1メートルにも満たぬ視点に広がる大宇宙。その世界から見えるのは、大人のお尻ばかりであった。気を抜けばケツである。でもそこを歩くだけで心臓は揺れた。ダイエーとジャスコの間にあのおもちゃ屋があるからだ。人混みの流れに幼き僕は身をまかす。この流れに逆う事は許されない。それは迷子を意味するからだ。
───ケツ、ケツ、ケツ、あ、お友だち!。
わずか200メートルほどの間に、ダイエー、ジャスコ、東映、松竹、ゲームセンターにパチンコ屋。娯楽と買い物が鬩ぎ合う。とにかく賑やか。それが昭和の南新町の姿であった。大人たちは肩をぶつけながら歩き、ちびっ子たちは僅かな隙間を縫って進んだ。
そこにマナーもクソも無く、誰もが本能と欲望が赴くままに狭い通りを突き進む。その中には自転車も。南新町はいつも縁日、そこには無秩序が放つ美学があった。幼心に危険と隣り合わせのカオスっぷりが大好きで、今日もサヨリは元気です。
食料品はダイエーの地下で、日用品はジャスコでウロウロ。うちの買い物はそれ以上でもそれ以下でも無い。その道中で何度も目にするわかれうた。道に倒れておもちゃの名を呼び続けるガキが転がる。
───こどもだな。
夢と背中合わせの現実は甘くない。オカンがおもちゃを買ってくれる筈がない。そんな幸せ一度も無かった。それ故に冷ややかな目で見下ろしながら通り過ぎる。それが明日は我が身だとも知らずに。

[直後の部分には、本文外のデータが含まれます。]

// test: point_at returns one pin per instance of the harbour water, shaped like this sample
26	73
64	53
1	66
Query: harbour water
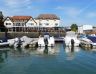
55	60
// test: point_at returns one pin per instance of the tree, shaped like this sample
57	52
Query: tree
74	27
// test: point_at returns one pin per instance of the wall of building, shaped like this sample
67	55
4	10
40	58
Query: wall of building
31	23
48	23
8	21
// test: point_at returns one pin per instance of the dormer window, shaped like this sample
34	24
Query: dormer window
8	23
56	24
46	23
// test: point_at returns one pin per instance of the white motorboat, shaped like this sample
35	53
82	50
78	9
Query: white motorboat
46	40
71	36
3	43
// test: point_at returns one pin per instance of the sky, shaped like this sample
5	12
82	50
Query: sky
78	12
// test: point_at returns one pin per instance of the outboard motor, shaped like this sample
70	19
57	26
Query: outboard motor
46	42
72	45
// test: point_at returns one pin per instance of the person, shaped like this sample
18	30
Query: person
46	41
72	44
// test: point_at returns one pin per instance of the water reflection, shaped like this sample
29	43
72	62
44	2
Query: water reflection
3	55
47	50
71	52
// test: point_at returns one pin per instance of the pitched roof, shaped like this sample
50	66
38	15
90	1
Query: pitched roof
14	18
47	16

起京堂の前で僕の心を辱めたのが少年サイボーグであった。欲しかったのは少年でなくてジャガーの方。サイボーグシリーズとは男の子の着せ替え人形のようなもの。スケルトンな素体に、仮面ライダーやウルトラマンなどのスーツを着せて遊ぶ人形である。コレが分かるアナタ。そりゃもう、お友達です。
───ナニこれ知らない。
起京堂の前で出会ってしまったスケルトン。このジャガーがなまらカッケー。キャシャーンの愛犬のようなフォルムに足が止まる。止まった足下からマグマのように何か登る。気が付けば、あの時のあの子と同じわかれうた。それと同時にもうひとりの僕がつぶやいた。
───オレの人生が終わったな・・・。
あの日に浴びせた失笑を、今は一身に浴びながら、僕はロボコンくらいがんばった。後にも先にも一度きりの武勇伝。夕暮れどき、夏の終わり、電車の中で箱を持つ。その箱には最初で最後、起京堂の包装紙。嬉しさよりも後悔だけが心に残る。

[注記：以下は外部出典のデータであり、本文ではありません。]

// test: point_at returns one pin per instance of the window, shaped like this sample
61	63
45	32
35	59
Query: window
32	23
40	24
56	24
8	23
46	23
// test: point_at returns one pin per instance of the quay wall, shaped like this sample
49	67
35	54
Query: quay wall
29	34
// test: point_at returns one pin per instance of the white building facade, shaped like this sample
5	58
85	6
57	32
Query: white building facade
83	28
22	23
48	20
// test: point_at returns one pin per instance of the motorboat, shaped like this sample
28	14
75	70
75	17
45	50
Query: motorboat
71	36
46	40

子供が出来てあの日の事を思い出す。懐かしみと懺悔とが相まって、あの頃と同じように息子と行った起京堂。あんなに大きく思えた店がとても小さくさみしく見えた。トイザらス慣れした息子は反応さえしなかった。
───時代だな・・・。
小さな手のひらを握りしめ、かつて歩いた寂れ果てたアーケード。今があの時代だったなら、この子も道に倒れるのかな?。そう思うと少し吹いた。懐かしみとはそんな所にあるのだろう。「電車乗ろ?」小さな頭が僕を見上げた。
───そのおもちゃ屋も今はない。
コメント
この世は諸行無常と言えども、思い出の場所や昭和の風景が消えていくのを見るのは、寂しくて切ないものですねぇ。それにしても起京堂さん、他県の私には見ず知らずのおもちゃ屋さんではありますが、店名に感服しました。だって、この店の前で倒れた子どもは数知れず‥そんな店の名前に起きるの漢字が入ってるなんて、よく出来てるなぁって思っちゃいます(笑)

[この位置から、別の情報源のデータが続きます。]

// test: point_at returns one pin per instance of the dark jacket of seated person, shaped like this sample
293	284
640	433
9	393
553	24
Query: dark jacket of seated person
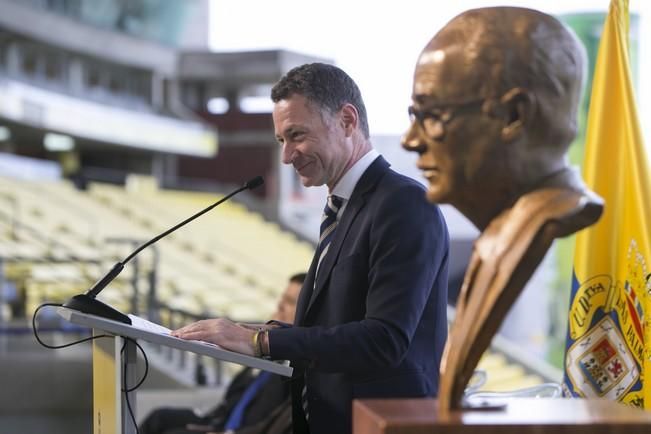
254	402
264	410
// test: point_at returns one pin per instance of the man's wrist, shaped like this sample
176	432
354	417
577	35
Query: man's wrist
255	342
264	343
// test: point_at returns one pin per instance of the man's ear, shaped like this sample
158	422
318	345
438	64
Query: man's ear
518	106
349	118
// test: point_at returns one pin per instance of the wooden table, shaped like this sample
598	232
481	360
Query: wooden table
520	416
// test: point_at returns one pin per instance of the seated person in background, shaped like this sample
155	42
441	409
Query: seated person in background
253	403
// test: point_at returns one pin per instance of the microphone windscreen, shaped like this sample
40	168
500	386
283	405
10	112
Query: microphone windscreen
255	182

転がった方ですけれど、店名の「起」に全く気づきませんでした(汗)。凄い洞察力ですね。僕は第二次ベビーブーム世代ですから確率的にも相当数転がっていたはずなのに、リアルでこの話題を耳にした事、この話題に触れた事は一度もありませんでした。この年齢になったから書けたお話しです。40代なら恥ずかしくて書けなかったでしょう、たぶん(笑)。
いや、とても哀愁漂う文章と
もしかしたら同じ時間、場所で
あのアーケードの雑踏を共にして
いたかもしれない興奮を感じました。
70年代、母親の実家が坂出市文京町
でした。夏はいつも里帰りしては
従兄弟たちと小銭を握りしめ
土曜デーに繰り出し、起京堂はもちろん
駅前?裏?の徳本ビルのゲーセン、
旧ニチイの屋上がキラキラと眩しかった。
なかでも起京堂は本当におもちゃの
殿堂でした。すごく大きく華やかに
見えたお店でした。私はよく
ミクロマンを買ってもらってました。
いま、そんな母親が余命幾ばくもなく
ふと、坂出の楽しかった想い出を
思い、こちらに辿り着きました。
本当に懐かしい記憶を呼び起こす
文章ありがとうございました。
太郎さん、はじめまして(笑)
何もかもが新しくて、
明日になれば知らない何かが世に羽ばたいて、
未来が眩しかった時代でしたね。
ミクロマン…懐かしい。
僕は〝タイタン〟というのを一体だけ持っていました。
磁石でパーツ交換が出来るやつだったかな?
決して今のような裕福ではなかったけれど、
一際輝いて想い出される幼少期が過ごせました。
ほんと、もしかしたら太郎さんとすれ違っていたのかも知れませんね(笑)
お母様との残された時間を大切にお過ごしください。